The World Health Organisation has made it quite clear that there is little risk associated with coming into contact with or looking after a deceased person. “… Furthermore, although some of these diseases are highly contagious, their causative agents are unable to survive long in the human body following death… It is therefore unlikely that such epidemics will result from contact with a cadaver. Indeed, survivors present a much more important reservoir for disease…” – World Health Organisation.4 Dr. Michael Osterholm (Centre for Infectious Disease Policy and Research (CID) goes on to state – “… the mere presence of a dead body without regard to its embalmed status and one that is not leaking blood from an open wound or perforation, does not pose an increased [health] risk of infectious disease transmission for the person who might handle that body or review it in a private setting. Once a human dies, infectious agents that would be of any concern, including those on the individual’s skin or internal organs, is greatly diminished… there simply is no measurable risk of that body transmitting an infectious agent…”5 This is an important point because often we have been lead to believe as a consuming public that dead bodies are dangerous and should therefore be handed over to the professionals for their expert care. This is not in fact the case and that is reflected in the lack of Legislative requirement upon the public to engage the services of a Commercial Funeral Home.
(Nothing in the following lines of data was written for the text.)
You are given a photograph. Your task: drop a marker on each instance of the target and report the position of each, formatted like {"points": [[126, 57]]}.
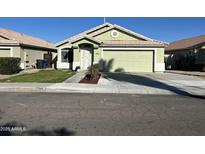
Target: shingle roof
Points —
{"points": [[84, 33], [22, 39], [101, 29], [132, 43], [185, 43]]}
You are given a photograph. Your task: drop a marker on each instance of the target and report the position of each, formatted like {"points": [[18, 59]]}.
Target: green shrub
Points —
{"points": [[93, 71], [9, 65]]}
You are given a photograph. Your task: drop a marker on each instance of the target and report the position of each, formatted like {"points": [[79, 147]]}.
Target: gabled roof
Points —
{"points": [[101, 29], [12, 37], [84, 33], [86, 37], [185, 43]]}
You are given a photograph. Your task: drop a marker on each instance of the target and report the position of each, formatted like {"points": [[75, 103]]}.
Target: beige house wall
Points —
{"points": [[29, 56]]}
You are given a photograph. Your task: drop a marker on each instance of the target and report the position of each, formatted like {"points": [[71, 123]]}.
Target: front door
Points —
{"points": [[85, 58], [48, 56]]}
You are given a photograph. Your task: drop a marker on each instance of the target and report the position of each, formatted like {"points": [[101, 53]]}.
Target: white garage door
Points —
{"points": [[128, 60]]}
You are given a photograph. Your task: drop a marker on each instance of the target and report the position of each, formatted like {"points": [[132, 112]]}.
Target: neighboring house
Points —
{"points": [[186, 54], [115, 48], [29, 49]]}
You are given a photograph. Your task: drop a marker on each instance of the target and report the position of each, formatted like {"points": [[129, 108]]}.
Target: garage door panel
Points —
{"points": [[130, 61]]}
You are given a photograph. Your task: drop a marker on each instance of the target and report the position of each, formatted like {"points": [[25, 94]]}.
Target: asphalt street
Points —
{"points": [[100, 114]]}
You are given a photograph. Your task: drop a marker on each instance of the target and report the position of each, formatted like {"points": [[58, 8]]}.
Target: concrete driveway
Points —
{"points": [[154, 83]]}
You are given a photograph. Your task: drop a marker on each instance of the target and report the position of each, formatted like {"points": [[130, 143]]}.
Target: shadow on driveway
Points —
{"points": [[149, 82]]}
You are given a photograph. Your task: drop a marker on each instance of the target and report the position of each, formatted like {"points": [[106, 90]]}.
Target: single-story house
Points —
{"points": [[186, 54], [115, 48], [28, 48]]}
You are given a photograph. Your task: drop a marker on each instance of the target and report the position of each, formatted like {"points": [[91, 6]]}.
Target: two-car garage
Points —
{"points": [[129, 60]]}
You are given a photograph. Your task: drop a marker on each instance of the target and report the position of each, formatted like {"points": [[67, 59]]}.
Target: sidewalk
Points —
{"points": [[193, 73], [76, 78], [92, 88]]}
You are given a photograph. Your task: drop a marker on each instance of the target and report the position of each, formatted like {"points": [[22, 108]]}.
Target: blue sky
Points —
{"points": [[57, 29]]}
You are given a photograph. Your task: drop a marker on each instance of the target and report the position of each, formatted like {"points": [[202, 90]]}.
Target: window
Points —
{"points": [[64, 55], [114, 33]]}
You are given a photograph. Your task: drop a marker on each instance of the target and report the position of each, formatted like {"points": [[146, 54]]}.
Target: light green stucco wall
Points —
{"points": [[160, 55], [31, 56], [121, 36], [5, 52]]}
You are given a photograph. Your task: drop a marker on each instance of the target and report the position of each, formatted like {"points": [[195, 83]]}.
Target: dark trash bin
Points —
{"points": [[39, 64]]}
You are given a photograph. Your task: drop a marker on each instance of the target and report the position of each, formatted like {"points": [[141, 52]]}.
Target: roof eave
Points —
{"points": [[37, 47]]}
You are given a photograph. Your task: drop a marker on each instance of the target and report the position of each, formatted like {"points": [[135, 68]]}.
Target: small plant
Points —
{"points": [[9, 65]]}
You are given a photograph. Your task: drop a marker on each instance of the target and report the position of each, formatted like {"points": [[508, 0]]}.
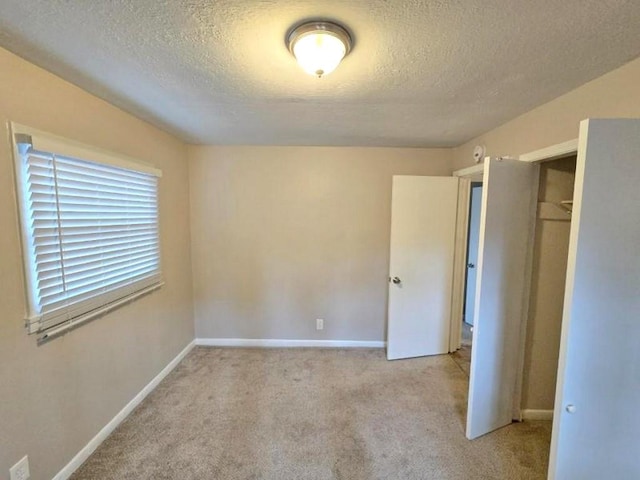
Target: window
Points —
{"points": [[89, 228]]}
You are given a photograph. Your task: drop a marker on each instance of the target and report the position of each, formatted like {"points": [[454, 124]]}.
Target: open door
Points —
{"points": [[596, 420], [508, 206], [423, 227], [472, 252]]}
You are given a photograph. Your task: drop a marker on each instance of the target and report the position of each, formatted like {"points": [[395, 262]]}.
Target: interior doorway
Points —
{"points": [[463, 355]]}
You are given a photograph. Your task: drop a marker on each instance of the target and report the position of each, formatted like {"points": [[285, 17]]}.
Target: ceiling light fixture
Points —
{"points": [[319, 46]]}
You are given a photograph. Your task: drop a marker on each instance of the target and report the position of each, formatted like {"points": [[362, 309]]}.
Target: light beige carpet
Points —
{"points": [[313, 414]]}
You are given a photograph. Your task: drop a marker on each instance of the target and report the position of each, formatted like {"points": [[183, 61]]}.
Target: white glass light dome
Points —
{"points": [[319, 47]]}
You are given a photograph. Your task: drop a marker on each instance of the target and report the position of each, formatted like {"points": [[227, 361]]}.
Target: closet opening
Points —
{"points": [[546, 297]]}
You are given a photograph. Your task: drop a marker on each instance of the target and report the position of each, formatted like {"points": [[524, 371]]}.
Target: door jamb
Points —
{"points": [[476, 173], [459, 262]]}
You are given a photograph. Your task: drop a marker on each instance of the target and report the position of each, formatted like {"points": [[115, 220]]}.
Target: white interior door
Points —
{"points": [[472, 248], [423, 227], [596, 420], [508, 205]]}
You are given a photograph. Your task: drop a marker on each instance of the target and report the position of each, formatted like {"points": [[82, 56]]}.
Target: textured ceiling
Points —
{"points": [[422, 72]]}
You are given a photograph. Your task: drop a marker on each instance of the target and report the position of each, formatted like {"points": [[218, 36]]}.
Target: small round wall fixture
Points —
{"points": [[319, 46]]}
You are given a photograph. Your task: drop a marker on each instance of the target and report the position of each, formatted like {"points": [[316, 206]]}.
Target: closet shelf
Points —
{"points": [[554, 211]]}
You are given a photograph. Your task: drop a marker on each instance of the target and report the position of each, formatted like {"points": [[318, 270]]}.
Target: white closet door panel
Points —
{"points": [[508, 206], [596, 431]]}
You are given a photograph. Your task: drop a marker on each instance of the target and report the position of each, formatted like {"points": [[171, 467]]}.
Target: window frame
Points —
{"points": [[66, 148]]}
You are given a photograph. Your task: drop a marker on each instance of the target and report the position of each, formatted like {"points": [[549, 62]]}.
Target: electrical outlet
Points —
{"points": [[20, 471]]}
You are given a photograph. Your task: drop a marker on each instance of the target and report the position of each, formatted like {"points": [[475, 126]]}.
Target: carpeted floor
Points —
{"points": [[316, 414]]}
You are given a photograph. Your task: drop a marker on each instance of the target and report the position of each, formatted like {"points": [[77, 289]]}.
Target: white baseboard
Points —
{"points": [[537, 415], [90, 447], [282, 343]]}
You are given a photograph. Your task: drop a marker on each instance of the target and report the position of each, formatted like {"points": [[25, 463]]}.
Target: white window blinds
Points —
{"points": [[91, 235]]}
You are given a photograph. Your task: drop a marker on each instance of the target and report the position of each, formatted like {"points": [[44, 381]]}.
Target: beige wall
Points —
{"points": [[285, 235], [616, 94], [56, 397], [551, 250]]}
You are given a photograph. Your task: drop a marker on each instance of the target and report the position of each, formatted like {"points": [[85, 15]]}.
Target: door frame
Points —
{"points": [[475, 173], [466, 176]]}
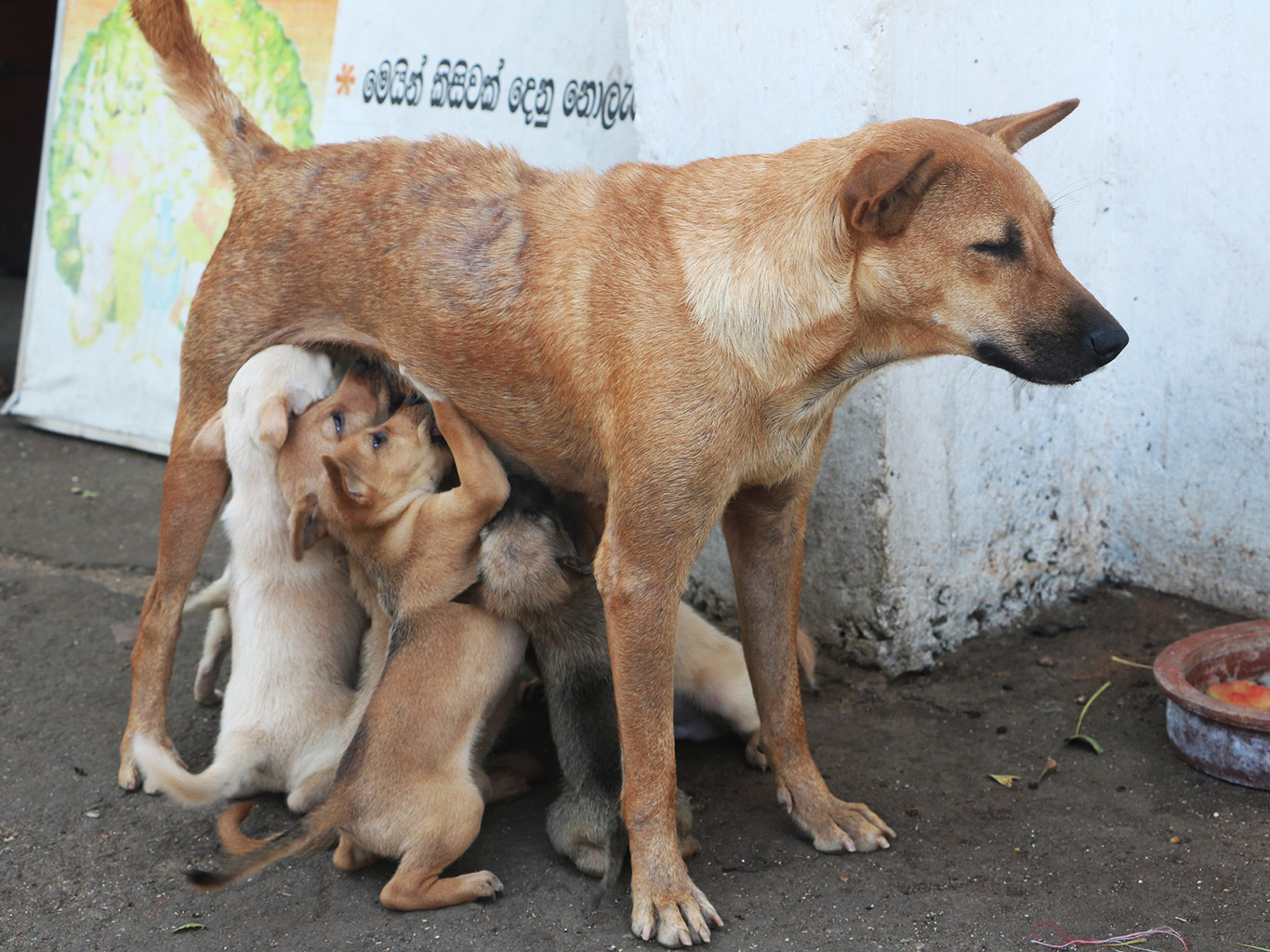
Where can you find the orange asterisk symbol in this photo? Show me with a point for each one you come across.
(344, 80)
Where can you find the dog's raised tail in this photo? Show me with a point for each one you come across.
(163, 771)
(239, 146)
(305, 837)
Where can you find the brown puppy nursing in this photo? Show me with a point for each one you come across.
(406, 787)
(668, 343)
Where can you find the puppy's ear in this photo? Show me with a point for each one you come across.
(210, 441)
(1017, 131)
(885, 188)
(273, 421)
(300, 399)
(350, 487)
(306, 525)
(575, 565)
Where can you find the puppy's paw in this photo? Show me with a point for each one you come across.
(485, 883)
(520, 761)
(205, 688)
(836, 826)
(429, 392)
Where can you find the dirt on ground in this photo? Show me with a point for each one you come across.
(1102, 844)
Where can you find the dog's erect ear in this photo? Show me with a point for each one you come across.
(575, 565)
(210, 441)
(306, 525)
(273, 421)
(350, 487)
(1017, 131)
(885, 188)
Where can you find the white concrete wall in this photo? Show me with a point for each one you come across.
(954, 497)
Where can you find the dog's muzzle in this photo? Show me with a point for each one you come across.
(1083, 339)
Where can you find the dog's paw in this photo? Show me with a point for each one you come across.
(486, 883)
(836, 826)
(130, 775)
(669, 906)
1 The Science Behind Green and Conventional Burial in Lay Terms by the Green Burial Council, prepared by Lee Wesbter with assistance from Carl Anderson, M.S.; Kirsten Bass, MD, PhD; John Meagher, Executive Director, RESET; Lindsay Soyer, licenced FD; Merilynne Rush; and Steven Whitman, M.A., AIC. Published in Changing Landscapes, compiled and edited by Lee Webster. Page 246.

2 The Advantages of Alternative Cooling Techniques by Lee Webster. Published in Changing Landscapes, compiled and edited by Lee Webster. Page 59.

3 The Natural Death Handbook, Fifth Edition, Page 34. Chapter written by Ru Callender, Natural Death Centre Charity UK

4 The Science Behind Green and Conventional Burial in Lay Terms by the Green Burial Council, prepared by Lee Wesbter with assistance from Carl Anderson, M.S.; Kirsten Bass, MD, PhD; John Meagher, Executive Director, RESET; Lindsay Soyer, licenced FD; Merilynne Rush; and Steven Whitman, M.A., AIC. Published in Changing Landsacapes, compiled and edited by Lee Webster. Page 242.

5 The Science Behind Green and Conventional Burial in Lay Terms by the Green Burial Council, prepared by Lee Wesbter with assistance from Carl Anderson, M.S.; Kirsten Bass, MD, PhD; John Meagher, Executive Director, RESET; Lindsay Soyer, licenced FD; Merilynne Rush; and Steven Whitman, M.A., AIC. Published in Changing Landsacapes, compiled and edited by Lee Webster. Page 242.